We have the three vertices of the triangle:
A = (0, 0)
B = (8, 4)
C = (4, 22)
To find the orthocenter, we need to find the intersection point of the altitudes. The altitudes of a triangle are perpendicular lines drawn from each vertex to the opposite side.
First, we need to find the slope of side AB, BC, and CA.
The slope of AB:
m_AB = (4 - 0) / (8 - 0) = 4/8 = 1/2
The slope of BC:
m_BC = (22 - 4) / (4 - 8) = 18 / -4 = -9/2
The slope of AC:
m_AC = (22 - 0) / (4 - 0) = 22/4 = 11/2
Since the slope of the altitude is the negative reciprocal of the slope of the corresponding side, we have:
Slope of altitude from A = -2 (negative reciprocal of AB)

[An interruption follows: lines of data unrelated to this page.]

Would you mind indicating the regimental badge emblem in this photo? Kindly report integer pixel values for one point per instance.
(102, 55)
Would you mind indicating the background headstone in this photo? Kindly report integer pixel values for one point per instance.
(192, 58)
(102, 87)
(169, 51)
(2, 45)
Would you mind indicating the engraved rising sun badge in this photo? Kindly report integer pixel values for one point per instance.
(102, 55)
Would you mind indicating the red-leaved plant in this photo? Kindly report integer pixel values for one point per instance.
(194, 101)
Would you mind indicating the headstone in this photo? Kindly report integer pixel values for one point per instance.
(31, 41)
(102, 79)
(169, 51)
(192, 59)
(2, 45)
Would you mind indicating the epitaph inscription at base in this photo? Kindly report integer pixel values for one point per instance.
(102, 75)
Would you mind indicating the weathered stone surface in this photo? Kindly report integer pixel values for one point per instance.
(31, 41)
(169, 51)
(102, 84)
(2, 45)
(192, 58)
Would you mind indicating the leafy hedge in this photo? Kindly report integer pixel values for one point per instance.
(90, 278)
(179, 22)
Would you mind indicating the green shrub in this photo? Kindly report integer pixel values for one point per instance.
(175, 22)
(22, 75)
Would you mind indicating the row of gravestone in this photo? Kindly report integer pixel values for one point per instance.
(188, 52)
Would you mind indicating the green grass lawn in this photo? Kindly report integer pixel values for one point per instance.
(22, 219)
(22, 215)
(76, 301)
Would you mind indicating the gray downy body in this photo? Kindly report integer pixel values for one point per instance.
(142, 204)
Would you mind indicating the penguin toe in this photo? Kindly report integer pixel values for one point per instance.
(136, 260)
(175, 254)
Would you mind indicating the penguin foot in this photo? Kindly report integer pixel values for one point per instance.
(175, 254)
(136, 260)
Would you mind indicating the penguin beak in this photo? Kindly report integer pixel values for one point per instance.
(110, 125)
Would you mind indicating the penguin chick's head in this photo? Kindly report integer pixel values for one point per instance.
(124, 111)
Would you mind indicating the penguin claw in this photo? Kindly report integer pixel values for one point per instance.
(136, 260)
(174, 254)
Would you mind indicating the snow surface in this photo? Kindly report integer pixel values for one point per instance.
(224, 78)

Slope of altitude from B = 2/9 (negative reciprocal of BC)
Slope of altitude from C = -2/11 (negative reciprocal of AC)
Now, let's write the equations of the altitudes using the point-slope form, y - y1 = m(x - x1):
Equation of altitude from A:
y - 0 = -2(x - 0)
y = -2x
Equation of altitude from B:
y - 4 = (2/9)(x - 8)
y = (2/9)x - 16/9 + 4
y = (2/9)x - 16/9 + 36/9
y = (2/9)x + 20/9
Equation of altitude from C:
y - 22 = (-2/11)(x - 4)
y = (-2/11)x + 8/11 + 22
y = (-2/11)x + 8/11 + 242/11
y = (-2/11)x + 250/11
Now, we need to find the point of intersection of these three lines. Solving the system of equations:
-2x = (2/9)x + 20/9
(-2/11)x + 250/11 = (2/9)x + 20/9
From the first equation, multiplying through by 9:
-18x = 2x + 20
-20x = 20
x = -1
Substituting x = -1 into the equation of the altitude from A:
y = -2(-1)
y = 2
Therefore, the orthocenter of the triangle ABC is (-1, 2).